D'après les informations du quotidien, cette filière permet à d'anciens conducteurs de TGV de toucher leur retraite de 2 000 euros par mois, tout percevant un salaire de
6 600 euros par mois à l'étranger. « Je suis très surpris par ces informations et pensais connaître les rouages de mon entreprise, déclare Bernard Aubin,
secrétaire fédéral de la CFTC-cheminots. C'est une bien mauvaise publicité en plein débat sur les régimes spéciaux. Il ne faut pas caricaturer les cheminots, dont le salaire moyen est de
1 600 euros par mois. » De son côté, la CGT a indiqué ne jamais avoir eu ce rapport entre les mains et n'a pas souhaité commenter ces informations.
Le salaire de ces retraités actifs a été confirmé par la SNCF. Actuellement, une délégation de 45 conducteurs de trains, dont 37 retraités, est en mission à Taïwan.
« Leur salaire peut sembler élevé, mais il s'agit d'experts bilingues capables d'aller à l'autre bout du monde », précise un porte-parole de la SNCF. Ces
agents français forment les futurs conducteurs de trains à grande vitesse sur l'île de Taïwan dans le cadre d'une mission qui devrait encore durer un an.

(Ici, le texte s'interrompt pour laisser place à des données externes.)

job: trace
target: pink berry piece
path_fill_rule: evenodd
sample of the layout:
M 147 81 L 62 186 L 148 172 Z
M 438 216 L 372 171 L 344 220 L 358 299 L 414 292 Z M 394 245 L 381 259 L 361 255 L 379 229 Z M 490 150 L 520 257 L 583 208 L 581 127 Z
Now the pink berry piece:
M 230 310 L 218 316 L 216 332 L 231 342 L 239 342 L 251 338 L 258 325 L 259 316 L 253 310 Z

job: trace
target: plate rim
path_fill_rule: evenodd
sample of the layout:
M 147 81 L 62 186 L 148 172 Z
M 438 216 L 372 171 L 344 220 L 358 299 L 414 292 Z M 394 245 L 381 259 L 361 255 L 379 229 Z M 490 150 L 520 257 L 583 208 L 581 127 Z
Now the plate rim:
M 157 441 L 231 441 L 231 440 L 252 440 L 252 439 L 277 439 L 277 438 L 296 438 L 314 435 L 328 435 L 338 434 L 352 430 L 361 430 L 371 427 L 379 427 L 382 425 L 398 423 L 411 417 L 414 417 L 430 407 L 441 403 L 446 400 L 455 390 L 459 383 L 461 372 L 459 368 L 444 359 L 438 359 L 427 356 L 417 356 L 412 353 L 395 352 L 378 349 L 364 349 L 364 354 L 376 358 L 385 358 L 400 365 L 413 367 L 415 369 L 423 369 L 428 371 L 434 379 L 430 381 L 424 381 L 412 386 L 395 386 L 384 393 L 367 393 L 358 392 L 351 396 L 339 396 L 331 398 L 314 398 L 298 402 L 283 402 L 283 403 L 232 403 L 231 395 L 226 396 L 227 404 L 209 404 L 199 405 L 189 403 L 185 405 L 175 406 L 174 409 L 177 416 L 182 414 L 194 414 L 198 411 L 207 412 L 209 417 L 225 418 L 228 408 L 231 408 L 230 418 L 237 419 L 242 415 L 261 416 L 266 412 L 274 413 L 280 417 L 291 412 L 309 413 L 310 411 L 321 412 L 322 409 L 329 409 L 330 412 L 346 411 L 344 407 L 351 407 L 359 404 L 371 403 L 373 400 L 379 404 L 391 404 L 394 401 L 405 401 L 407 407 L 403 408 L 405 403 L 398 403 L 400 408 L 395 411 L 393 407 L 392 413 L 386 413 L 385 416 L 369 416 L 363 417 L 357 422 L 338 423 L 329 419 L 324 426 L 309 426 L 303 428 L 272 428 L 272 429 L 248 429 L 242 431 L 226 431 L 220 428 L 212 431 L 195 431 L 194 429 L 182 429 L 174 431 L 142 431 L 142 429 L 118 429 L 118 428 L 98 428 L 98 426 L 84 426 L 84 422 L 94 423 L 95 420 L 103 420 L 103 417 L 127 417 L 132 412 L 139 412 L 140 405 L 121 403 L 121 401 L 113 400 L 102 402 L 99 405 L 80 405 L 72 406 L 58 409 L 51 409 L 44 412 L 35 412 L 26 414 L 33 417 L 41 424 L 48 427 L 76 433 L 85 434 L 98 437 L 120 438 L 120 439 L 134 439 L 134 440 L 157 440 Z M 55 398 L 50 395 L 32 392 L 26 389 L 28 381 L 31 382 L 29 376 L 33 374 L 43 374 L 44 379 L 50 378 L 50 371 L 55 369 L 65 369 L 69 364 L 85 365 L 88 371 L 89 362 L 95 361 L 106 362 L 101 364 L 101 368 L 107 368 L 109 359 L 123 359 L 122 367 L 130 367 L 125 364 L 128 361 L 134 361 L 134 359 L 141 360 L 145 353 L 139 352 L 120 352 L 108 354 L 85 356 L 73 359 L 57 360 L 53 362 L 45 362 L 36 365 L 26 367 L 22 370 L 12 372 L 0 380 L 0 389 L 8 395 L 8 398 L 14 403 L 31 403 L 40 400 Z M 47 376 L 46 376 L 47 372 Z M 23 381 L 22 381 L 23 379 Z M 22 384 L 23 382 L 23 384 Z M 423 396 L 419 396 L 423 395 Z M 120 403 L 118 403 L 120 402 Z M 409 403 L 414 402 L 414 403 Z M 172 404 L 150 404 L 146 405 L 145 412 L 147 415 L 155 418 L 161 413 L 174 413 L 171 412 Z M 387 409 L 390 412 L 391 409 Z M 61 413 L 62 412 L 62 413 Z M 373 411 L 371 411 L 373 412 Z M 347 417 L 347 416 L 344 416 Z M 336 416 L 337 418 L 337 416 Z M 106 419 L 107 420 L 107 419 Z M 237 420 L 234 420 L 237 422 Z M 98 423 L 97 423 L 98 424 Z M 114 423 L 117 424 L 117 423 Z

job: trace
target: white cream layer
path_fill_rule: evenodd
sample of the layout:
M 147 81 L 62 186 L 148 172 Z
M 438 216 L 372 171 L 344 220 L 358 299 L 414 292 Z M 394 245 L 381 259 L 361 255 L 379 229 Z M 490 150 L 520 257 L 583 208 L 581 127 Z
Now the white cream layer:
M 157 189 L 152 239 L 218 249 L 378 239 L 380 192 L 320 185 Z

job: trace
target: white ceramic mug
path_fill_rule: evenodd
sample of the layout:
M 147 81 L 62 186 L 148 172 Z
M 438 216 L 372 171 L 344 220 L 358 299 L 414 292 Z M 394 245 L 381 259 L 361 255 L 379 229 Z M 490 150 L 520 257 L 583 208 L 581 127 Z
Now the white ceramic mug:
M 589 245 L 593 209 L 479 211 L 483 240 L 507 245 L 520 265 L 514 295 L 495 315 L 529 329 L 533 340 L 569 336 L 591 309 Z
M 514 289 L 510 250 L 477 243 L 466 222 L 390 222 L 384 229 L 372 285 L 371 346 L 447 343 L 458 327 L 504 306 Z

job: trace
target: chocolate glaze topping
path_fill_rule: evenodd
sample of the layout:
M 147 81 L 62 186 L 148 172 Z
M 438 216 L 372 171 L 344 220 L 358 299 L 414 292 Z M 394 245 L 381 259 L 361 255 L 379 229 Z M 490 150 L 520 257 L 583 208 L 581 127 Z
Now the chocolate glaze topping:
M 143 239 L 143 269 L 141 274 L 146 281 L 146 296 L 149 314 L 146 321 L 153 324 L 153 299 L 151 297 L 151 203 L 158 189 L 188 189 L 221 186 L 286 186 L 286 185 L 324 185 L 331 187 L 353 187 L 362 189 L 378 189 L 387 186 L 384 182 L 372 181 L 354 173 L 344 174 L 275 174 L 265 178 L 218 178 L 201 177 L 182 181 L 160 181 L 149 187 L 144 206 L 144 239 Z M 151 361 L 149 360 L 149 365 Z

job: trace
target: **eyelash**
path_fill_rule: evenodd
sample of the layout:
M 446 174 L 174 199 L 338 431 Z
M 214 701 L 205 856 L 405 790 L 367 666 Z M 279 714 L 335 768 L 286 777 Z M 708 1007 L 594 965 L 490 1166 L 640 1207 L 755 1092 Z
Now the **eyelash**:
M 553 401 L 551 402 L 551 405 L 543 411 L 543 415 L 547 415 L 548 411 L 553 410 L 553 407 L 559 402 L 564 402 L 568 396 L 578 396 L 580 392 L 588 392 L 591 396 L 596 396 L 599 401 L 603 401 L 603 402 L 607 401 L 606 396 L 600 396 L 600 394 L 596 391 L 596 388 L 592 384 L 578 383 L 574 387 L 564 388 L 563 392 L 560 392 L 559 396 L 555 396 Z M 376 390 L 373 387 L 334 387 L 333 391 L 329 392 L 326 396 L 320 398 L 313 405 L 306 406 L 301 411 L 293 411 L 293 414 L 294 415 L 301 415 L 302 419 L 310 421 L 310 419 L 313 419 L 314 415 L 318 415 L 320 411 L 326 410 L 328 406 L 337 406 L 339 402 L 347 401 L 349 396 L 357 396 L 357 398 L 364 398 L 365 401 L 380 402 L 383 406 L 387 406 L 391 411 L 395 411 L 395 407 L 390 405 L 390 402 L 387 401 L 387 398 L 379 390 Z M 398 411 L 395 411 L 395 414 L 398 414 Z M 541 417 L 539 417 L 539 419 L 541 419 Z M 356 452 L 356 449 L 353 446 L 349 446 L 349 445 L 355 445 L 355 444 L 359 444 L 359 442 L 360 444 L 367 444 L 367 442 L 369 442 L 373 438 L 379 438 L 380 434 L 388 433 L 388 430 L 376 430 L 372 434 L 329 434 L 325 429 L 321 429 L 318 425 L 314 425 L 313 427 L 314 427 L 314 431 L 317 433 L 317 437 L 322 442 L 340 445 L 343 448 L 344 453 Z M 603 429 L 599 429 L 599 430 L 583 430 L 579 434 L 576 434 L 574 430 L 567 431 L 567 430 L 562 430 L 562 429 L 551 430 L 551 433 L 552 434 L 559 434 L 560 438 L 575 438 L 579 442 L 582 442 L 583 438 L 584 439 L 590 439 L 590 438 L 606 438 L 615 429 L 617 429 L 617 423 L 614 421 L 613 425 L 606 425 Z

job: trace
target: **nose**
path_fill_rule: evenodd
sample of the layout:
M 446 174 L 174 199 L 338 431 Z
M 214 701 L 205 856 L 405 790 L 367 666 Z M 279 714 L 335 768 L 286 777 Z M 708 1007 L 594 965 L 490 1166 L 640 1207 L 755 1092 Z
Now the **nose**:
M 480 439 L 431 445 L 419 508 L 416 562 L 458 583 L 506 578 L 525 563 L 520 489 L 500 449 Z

La SNCF a en revanche démenti tout recours à cette filière pour permettre à ses retraités de cumuler une pension en France et un salaire à l'étranger. Elle a assuré avoir pris
« toutes les mesures recommandées relevant de ses responsabilités » pour respecter les nouvelles dispositions de la loi sur le cumul emploi-retraite.
Dominique Bussereau a demandé hier à Anne-Marie Idrac de « sanctionner les auteurs si des erreurs avaient été commises à quelque niveau que ce soit dans
l'entreprise ».
Cette filière devrait vite disparaître. La SNCF a décidé en février la création d'une filiale, SNCF Conseil, qui se chargera de recruter et de rémunérer les agents envoyés à l'étranger.
« Nous ne passerons plus par des sociétés offshore, indique un porte-parole de la SNCF. Cette nouvelle entité va nous permettre de maintenir nos compétences
ferroviaires au sein du groupe. » Le rapport de la SNCF pointait en effet le risque que Rail Road Consultants se constitue un carnet d'adresses suffisant d'anciens cheminots
afin de proposer leurs services à des entreprises concurrentes.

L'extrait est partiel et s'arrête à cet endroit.